The first line of the code above actually allocated the three fields on the stack, Pointer to the data, size of the data, and the capacity of the data.

The second line of the code above actually allocated the three fields on the heap, Pointer to the data, size of the data, and the capacity of the data. And we uses a pointer to access the object.

Values Allocated in Rust without Smart Pointer were all like the first line of the code above. Which is, All fields allocated on the stack.

Smart pointer is like the Vector above(actually vector is a smart pointer), it allocates the fields on the stack, including a pointer to the actual object.

Fixed size?

Actually, a class defination determined that class is also fixed size, just like the struct.

But class has a special feature: Polymorphism.

That’s is, when you reference an class object, it may not be the exactly the type, but a derived type. And derived type may have more fields than the base type. Which means the size of the object is not fixed.

Struct and Class

Struct instance were allocated on the stack by default, and class instance were allocated on the heap by default.

Since the struct is allocated on the stack, we Call it Value Type. Value means we are not accessing it by a pointer, reference or something like that. But directly, we can touch it.

Why I declared the Vector as a struct?

Simply because C++ allows you allocate a class instance on the stack. And I don’t want to make things confusing for people uses other languages.

although this loses the most important feature of the class: polymorphism, which makes a class like a struct.

Why All instances allocated on the stack MUST be fixed size?

Allocation calls for Value Types were generated at the the compile time, and the size of the object must be known at the compile time.

Also, the allocations calls hardcoded the size of the object, which means the size of the object must be fixed.

Since the class has a special feature: Polymorphism, the size of the object is not fixed, so we can’t allocate it on the stack. But without Polymorphism, we can allocate a class instance on the stack, just like C++ does.

Micro views of the stack

I’ve talked about where is the heap, but not the stack. Stack is also a contiguous memory block. For simplicity, I’ll say that stack were managed by the OS, although it’s not true in some cases.

Stack of a program is Program Stack or Call Stack or Execution Stack. It’s used to store the local variables, function parameters, and the return address of the function.

When a process starts, the OS will allocate a memory block for the process. And make a certain register point to the end of the memory block(High address). This register is called the Stack Pointer, which is rsp in x86_64 and sp in RISC-V.

When you try allocate an instance on the stack, like, a int, we simply minus the stack pointer.

You might know stack is FILO or LIFO, but that doesn’t mean we have to pop the stack if we want to access the inner object. The FILO or LIFO is only for the stack frame, which keeps everything essential to allow function calling/returning.

Since all instance on the stack is fixed size, all of their position is fixed, we know where the object is at the compile time. We know that all local variables can be accessed by frame pointer plus a fixed offset.

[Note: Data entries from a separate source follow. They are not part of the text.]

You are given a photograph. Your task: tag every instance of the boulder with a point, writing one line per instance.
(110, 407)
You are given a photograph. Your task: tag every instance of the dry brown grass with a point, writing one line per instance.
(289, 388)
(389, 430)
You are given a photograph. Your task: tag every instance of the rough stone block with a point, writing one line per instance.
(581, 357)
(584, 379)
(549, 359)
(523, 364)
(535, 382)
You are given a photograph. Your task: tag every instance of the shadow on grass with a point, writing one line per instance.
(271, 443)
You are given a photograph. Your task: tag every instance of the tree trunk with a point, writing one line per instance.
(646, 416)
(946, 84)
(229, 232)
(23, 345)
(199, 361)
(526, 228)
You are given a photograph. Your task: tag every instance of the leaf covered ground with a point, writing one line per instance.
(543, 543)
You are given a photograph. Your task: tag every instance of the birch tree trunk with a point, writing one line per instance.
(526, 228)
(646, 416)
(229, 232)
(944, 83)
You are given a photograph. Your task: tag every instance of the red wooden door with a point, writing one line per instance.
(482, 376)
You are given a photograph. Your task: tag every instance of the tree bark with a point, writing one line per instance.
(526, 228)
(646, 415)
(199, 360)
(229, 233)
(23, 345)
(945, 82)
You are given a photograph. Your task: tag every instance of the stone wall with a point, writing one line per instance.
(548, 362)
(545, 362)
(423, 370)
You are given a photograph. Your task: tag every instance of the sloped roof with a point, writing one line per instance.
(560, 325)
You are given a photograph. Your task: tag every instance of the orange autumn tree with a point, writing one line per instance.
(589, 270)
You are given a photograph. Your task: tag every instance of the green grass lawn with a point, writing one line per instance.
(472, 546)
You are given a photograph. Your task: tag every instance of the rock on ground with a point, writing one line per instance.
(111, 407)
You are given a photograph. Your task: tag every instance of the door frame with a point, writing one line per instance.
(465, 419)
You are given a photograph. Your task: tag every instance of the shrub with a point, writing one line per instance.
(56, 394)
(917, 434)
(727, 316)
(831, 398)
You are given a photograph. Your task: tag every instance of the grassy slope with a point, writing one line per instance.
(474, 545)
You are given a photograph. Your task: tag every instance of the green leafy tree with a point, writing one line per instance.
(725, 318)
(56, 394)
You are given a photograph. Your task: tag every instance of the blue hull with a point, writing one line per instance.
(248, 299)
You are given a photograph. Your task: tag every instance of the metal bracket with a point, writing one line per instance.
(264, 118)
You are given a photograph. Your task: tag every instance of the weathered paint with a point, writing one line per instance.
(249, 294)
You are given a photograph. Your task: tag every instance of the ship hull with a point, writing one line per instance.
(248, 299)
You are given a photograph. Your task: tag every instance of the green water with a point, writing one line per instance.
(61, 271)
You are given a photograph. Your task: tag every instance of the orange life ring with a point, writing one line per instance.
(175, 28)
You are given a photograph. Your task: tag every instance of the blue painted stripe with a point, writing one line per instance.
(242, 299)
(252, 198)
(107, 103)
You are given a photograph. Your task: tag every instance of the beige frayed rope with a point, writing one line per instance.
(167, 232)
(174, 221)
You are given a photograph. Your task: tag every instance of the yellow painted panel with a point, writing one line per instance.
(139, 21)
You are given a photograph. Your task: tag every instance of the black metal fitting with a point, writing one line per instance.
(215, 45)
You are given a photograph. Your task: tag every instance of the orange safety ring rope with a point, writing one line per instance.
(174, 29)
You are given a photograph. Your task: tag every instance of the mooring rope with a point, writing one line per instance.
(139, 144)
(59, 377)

Actually, we have to uses address to access all memory blocks, including those allocated on the stack. But we seems never uses a pointer. That’s because when we have to uses a pointer, the address can NOT be known at the compile time, we have to fetch the address at runtime. But for those allocated on the stack, the known local variables, we know where they are, we can access them directly with sp + offset, where offset is a constant. So the address(sp + offset) is embedded in the instruction.

The stack is array-like, but not a real array. It’s a memory block, a memory block means that you can access whatever you want with the memory block. Stack is just a convention which constraints the way we access the memory block - FILO or LIFO.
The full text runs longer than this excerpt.